The rule of proportionality prohibits attacks which may be expected to cause incidental loss of civilian life, injury to civilians, damage to civilian objects or a combination thereof, which would be excessive in relation to the concrete and direct military advantage anticipated. This research paper analyses the key steps that belligerents must take to give effect to the rule, with a particular focus on one side of proportionality assessments – the expected incidental harm.
Those undertaking proportionality assessments before or during an attack must consider whether the expected harm will be caused by the attack, and whether that harm could be expected (that is, was it reasonably foreseeable).

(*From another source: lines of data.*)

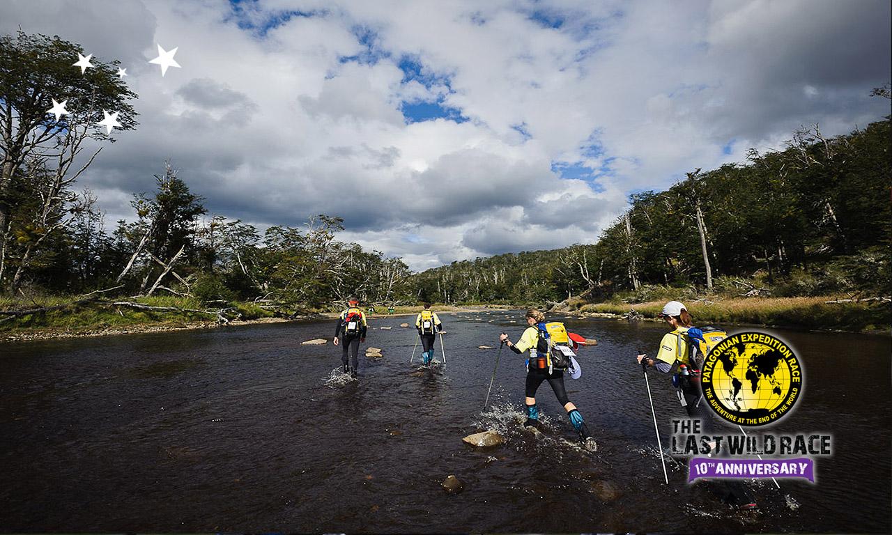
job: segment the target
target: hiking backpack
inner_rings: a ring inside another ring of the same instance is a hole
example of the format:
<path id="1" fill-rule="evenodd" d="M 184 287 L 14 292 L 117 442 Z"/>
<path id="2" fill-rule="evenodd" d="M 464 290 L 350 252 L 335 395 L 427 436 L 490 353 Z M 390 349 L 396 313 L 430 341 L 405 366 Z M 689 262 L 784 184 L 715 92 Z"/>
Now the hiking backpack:
<path id="1" fill-rule="evenodd" d="M 678 347 L 681 348 L 684 341 L 688 346 L 689 366 L 699 370 L 709 351 L 725 338 L 728 338 L 728 333 L 718 327 L 690 327 L 687 333 L 678 333 Z"/>
<path id="2" fill-rule="evenodd" d="M 421 311 L 421 333 L 422 334 L 434 334 L 434 313 L 430 310 Z"/>
<path id="3" fill-rule="evenodd" d="M 575 357 L 570 348 L 570 336 L 566 333 L 566 327 L 564 324 L 553 321 L 549 324 L 540 323 L 537 325 L 539 330 L 539 343 L 536 345 L 536 352 L 540 357 L 548 357 L 549 372 L 551 368 L 556 370 L 566 370 L 570 367 L 570 357 Z"/>
<path id="4" fill-rule="evenodd" d="M 362 328 L 362 312 L 359 309 L 348 309 L 341 324 L 343 325 L 344 334 L 351 336 L 359 334 Z"/>

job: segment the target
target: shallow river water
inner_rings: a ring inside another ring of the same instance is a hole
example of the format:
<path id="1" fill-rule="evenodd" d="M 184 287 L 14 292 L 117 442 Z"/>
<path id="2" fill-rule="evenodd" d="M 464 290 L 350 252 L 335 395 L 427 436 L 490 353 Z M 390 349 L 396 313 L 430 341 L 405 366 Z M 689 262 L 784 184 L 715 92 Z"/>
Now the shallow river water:
<path id="1" fill-rule="evenodd" d="M 516 340 L 520 313 L 441 317 L 444 369 L 418 372 L 420 349 L 409 364 L 416 333 L 399 324 L 414 317 L 373 318 L 366 346 L 384 358 L 360 352 L 358 381 L 333 374 L 339 348 L 300 345 L 331 321 L 0 344 L 0 531 L 892 531 L 888 337 L 769 330 L 805 367 L 772 432 L 830 432 L 834 455 L 815 484 L 747 483 L 761 508 L 741 513 L 679 462 L 664 484 L 634 365 L 663 325 L 565 320 L 598 340 L 567 379 L 591 454 L 548 384 L 544 436 L 522 429 L 524 359 L 509 350 L 482 410 L 498 334 Z M 649 377 L 668 448 L 683 410 L 666 375 Z M 488 428 L 506 443 L 461 441 Z M 442 488 L 450 474 L 462 492 Z"/>

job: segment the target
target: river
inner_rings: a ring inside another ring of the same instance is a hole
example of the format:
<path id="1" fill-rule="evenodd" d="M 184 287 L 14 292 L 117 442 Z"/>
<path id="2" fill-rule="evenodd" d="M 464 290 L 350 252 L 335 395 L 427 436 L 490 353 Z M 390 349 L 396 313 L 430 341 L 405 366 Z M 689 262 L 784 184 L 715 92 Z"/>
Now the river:
<path id="1" fill-rule="evenodd" d="M 523 430 L 509 350 L 482 411 L 498 334 L 516 340 L 521 313 L 441 317 L 444 369 L 418 372 L 420 348 L 409 365 L 417 337 L 399 324 L 414 317 L 376 317 L 366 345 L 384 357 L 360 352 L 358 381 L 329 379 L 340 349 L 300 345 L 330 337 L 330 321 L 0 344 L 0 531 L 892 531 L 889 337 L 768 330 L 805 369 L 772 432 L 831 433 L 834 455 L 815 484 L 747 483 L 760 509 L 744 513 L 688 485 L 678 462 L 664 484 L 634 365 L 663 325 L 566 319 L 598 340 L 567 379 L 591 454 L 547 384 L 544 436 Z M 668 448 L 683 411 L 667 376 L 649 377 Z M 461 441 L 487 428 L 506 443 Z M 462 492 L 441 487 L 450 474 Z"/>

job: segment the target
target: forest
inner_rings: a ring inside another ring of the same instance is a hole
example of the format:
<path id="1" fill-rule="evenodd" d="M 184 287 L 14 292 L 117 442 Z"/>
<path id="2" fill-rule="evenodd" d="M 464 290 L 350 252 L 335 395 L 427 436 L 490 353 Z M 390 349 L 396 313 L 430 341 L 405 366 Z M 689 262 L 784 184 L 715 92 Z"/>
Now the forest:
<path id="1" fill-rule="evenodd" d="M 159 162 L 154 191 L 134 193 L 132 218 L 110 225 L 78 179 L 112 141 L 96 110 L 118 110 L 120 129 L 136 128 L 137 97 L 113 62 L 94 60 L 82 76 L 54 59 L 78 53 L 59 37 L 0 37 L 0 325 L 87 304 L 227 321 L 327 310 L 349 295 L 578 306 L 725 292 L 874 300 L 887 309 L 892 295 L 892 116 L 831 137 L 812 125 L 782 150 L 753 150 L 745 162 L 633 193 L 593 243 L 413 274 L 399 258 L 339 241 L 336 215 L 260 232 L 209 213 L 169 161 Z M 47 112 L 57 95 L 68 95 L 61 117 Z M 872 95 L 888 100 L 889 86 Z M 168 300 L 150 299 L 159 297 Z"/>

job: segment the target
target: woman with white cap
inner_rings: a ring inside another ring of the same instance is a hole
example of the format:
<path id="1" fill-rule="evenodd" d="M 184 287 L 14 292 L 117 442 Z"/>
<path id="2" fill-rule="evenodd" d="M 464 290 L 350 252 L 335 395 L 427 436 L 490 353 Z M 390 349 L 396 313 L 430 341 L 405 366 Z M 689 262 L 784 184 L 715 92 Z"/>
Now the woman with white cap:
<path id="1" fill-rule="evenodd" d="M 712 424 L 712 415 L 703 401 L 700 390 L 699 364 L 691 359 L 690 341 L 689 331 L 699 331 L 693 326 L 690 314 L 683 303 L 669 301 L 663 307 L 659 316 L 673 330 L 663 336 L 660 349 L 657 351 L 657 358 L 650 358 L 647 354 L 638 356 L 638 363 L 646 366 L 653 366 L 664 374 L 672 371 L 677 362 L 679 371 L 673 377 L 673 384 L 679 389 L 679 401 L 684 407 L 688 416 L 692 420 L 700 421 L 700 428 L 705 434 L 714 435 L 717 431 Z M 699 333 L 698 333 L 699 334 Z M 714 442 L 712 445 L 714 448 Z M 755 509 L 756 502 L 749 492 L 739 482 L 723 482 L 720 483 L 723 499 L 739 509 Z"/>

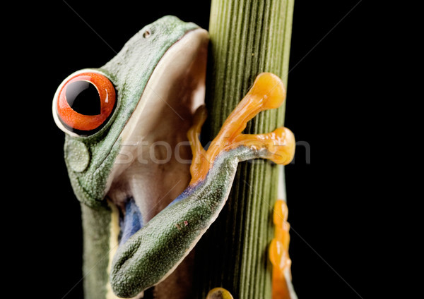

For the purpose of proportionality assessments, injury to civilians includes disease, and there is no reason in principle to exclude mental harm, even though it is currently challenging to identify and quantify it. Damage to civilian objects includes damage to elements of the natural environment.
Once the incidental harm to be considered has been identified, a value or weight must be assigned to it. This is then balanced against the value or weight of the military advantage anticipated from the attack to determine whether the harm would be excessive.
In the determination of whether the expected incidental harm would be excessive compared to the anticipated military advantage, ‘excessive’ is a wide but not indeterminate standard.
Belligerents should develop methodologies so that those planning and deciding attacks are provided with all necessary information on expected incidental harm, and to assist them in assigning weight to the incidental harm to be considered.
If it becomes apparent that the rule of proportionality will be contravened, the attack in question must be cancelled or suspended.
Clarification of the law is important in ensuring compliance with the rule of proportionality, but a culture of compliance within armed forces and groups, inculcated by their leaders, is also crucial.